The cover art and plot synopsis lead me to believe that I would find a lightweight, setting-focused read. I was fine with that, because that's exactly what I was in the mood for. Benn handles the premise just right; the first few pages transported me back to the 40s pretty effortlessly. The history is well-researched, but never dry or self-important, offering just the right balance of authenticity and readability. And the slang made me happy. I keep trying to bring back phrases like "say, Mac, what's the big idea" with varying levels of success, so I was wholeheartedly content with Boyle's "gee whiz" vernacular (although, the running joke of Kaz and Daphne trying to decode it got old pretty quickly).

So, I didn't expect the Great American Novel, and I didn't get it. But I finished this book a much bigger fan than I thought I'd be. The story's execution was somewhat predictable, and the pace gets muddied by various adventures that only serve to give Boyle cool, sexy stuff to do. But this book is just so damned readable. Boyle fits the archetype of the charming, serendipitous detective, but he is also full of self-doubt, and morally ambiguous enough to make him unpredictable. The supporting characters, while somewhat inconsistent in their development (for example, Kaz is layered and interesting, while Daphne is... not), are all uniformly likeable. Benn improbably creates an intimate "Scooby Gang," including the mucky-mucks at the top, in the middle of a vast and dehumanizing wartime setting.

The only reason I didn't give this five stars is because of the afore-mentioned Gumpish pace breaks.
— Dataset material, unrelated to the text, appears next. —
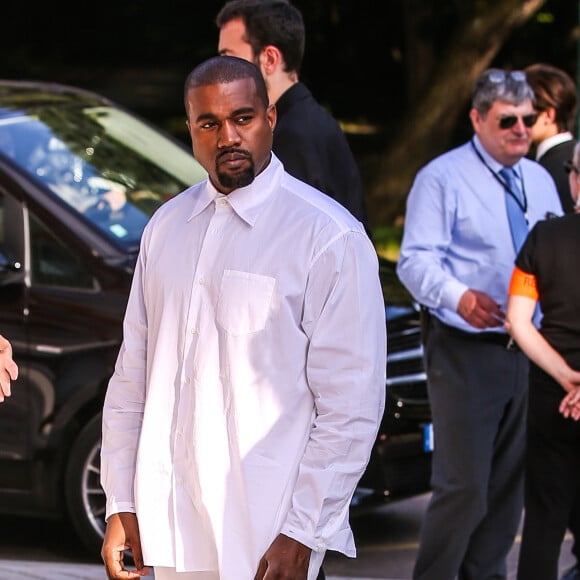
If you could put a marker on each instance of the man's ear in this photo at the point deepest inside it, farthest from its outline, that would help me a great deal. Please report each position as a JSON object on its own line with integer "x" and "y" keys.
{"x": 270, "y": 60}
{"x": 551, "y": 114}
{"x": 475, "y": 119}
Also, the ending stretches credibility just a little bit more than the rest of the already improbable story, and I can't let go of the fact that Boyle solves the mystery based on a time-tested medical cliche that is flat-out incorrect. Honestly, though? I still liked the book.

I guess I am revealing myself to be a bit of a biased reviewer; I am willing to forgive a lot in books like this simply because I enjoyed reading them, whereas you get less leeway if I don't get my bread and circuses. There's a lot here at which to turn up your nose if you are a bonafide literati. And by that, I mean the smug, wispy buttholes in horn-rimmed glasses and ill-fitting sweaters, hanging around used bookstores in the hope of finding a Pynchon first edition. If you don't like WWII stories or light mysteries with plenty of noir homage, this one might not do it for you. However, I found this book to be a lot of fun. While it wasn't perfect, it has a lot of potential. I am definitely checking out the next in the series.